PASADENA, CALIF. — Black History Month has begun, and for the rest of February, both cable and network television are heavy with meaningful and worthwhile projects.
A good example is A Storm in Summer (Sunday, Feb. 6, Showtime, 8-10 p.m.), starring Peter Falk, directed by film veteran Robert Wise, and written decades ago by Rod Serling ("The Twilight Zone"). It's a gem that the whole family can easily share.
"I loved the story that it told of this elderly Jewish delicatessen owner who finds himself, through certain circumstances, in charge of a little boy who turns out to be an African-American," says Mr. Wise, whose credits include the films "The Sound of Music" and "West Side Story."
The director says the relationship that develops between the two as they weather both physical and emotional storms is what drew him to the project, a remake of Serling's 1970 TV movie starring Peter Ustinov.
"The growing relationship and love that develops between the two of them I thought was just marvelous," he adds.
The story examines the emotional fallout from a mistake in a well-intentioned program to bring inner-city children on a two-week vacation in the country. A boy from Harlem ends up with an impoverished elderly man when his initial sponsor leaves town on a job search. The child is the only African-American in a wealthy, white upstate New York town.
"This story is about prejudice and it is about bigotry," says star Falk, who is quick to point out that despite being positioned at the heart of Showtime's month-long celebration of Black History Month, a great story is the core of "A Storm in Summer," not a heavy-handed lesson. "I think it's about being alone."
What touched the veteran actor, known around the world for his contemporary detective character, Columbo, is the simple journey this hardened man must make toward acknowledging his solitude and opening up to another human being.
"If you're alone in the world, and you're surrounded by a lot of people, but there's no one person that you have an emotional connection [with], everybody understands how dreadful that is."
The networks have their share of Black History Month fare. The following week, NBC will air Little Richard (Feb. 20, 9-11 p.m.), a biopic of the black rock 'n' roll pioneer.
"I wanted to see the reaction of the public while I'm still alive," says the legendary performer, who served as executive producer of the project.
"I think that any black man's movie should be on television so everybody can see it, because they don't push those black-guy movies in the theaters. They push Buddy Holly and Elvis."
"This is a movie that has a real story to tell," says fellow executive producer John Davis. "It's not just about the music. Richard's lived a very phenomenal life." In more ways than one, he says, "Little Richard is the Jackie Robinson of music."

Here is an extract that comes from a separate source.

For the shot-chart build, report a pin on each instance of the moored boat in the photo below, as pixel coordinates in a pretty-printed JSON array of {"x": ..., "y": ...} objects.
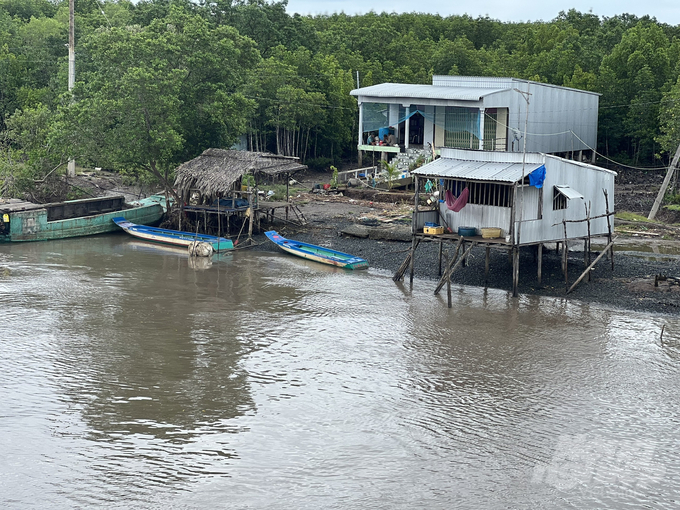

Richard, the real-life musician, faced many personal tragedies, most significantly the death of his father at the hand of his best friend.
"[We] deal with that tragedy that propels him into becoming Little Richard," says director Robert Townsend, who points out that Little Richard came from a family of 12 children. "He became the one who provided for his family, and that was a turning point in his career."
Despite the tremendous impact he had on blacks in rock music, the man who says even now he can still "scream like a white woman," points out that he did it all for his mother.
"I wanted to be famous to help my mama, to let my mother know that I would become something, that I would make her a part of me."
At the height of his career, he gave music up to pursue what he calls his higher calling. "I've always been very, very religious all my life," he says. "I'm still that way."
The movie begins in 1962, when all his dreams of success have been realized and he gives up professional singing to become a preacher.
"The man has had a full life, a couple of lifetimes in terms of show business," says director Townsend. The Richard story, he says, is appropriate for any historical celebration, not just Black History Month. "The bottom line is that it's history, and it's American history," Townsend says. "He's an American icon."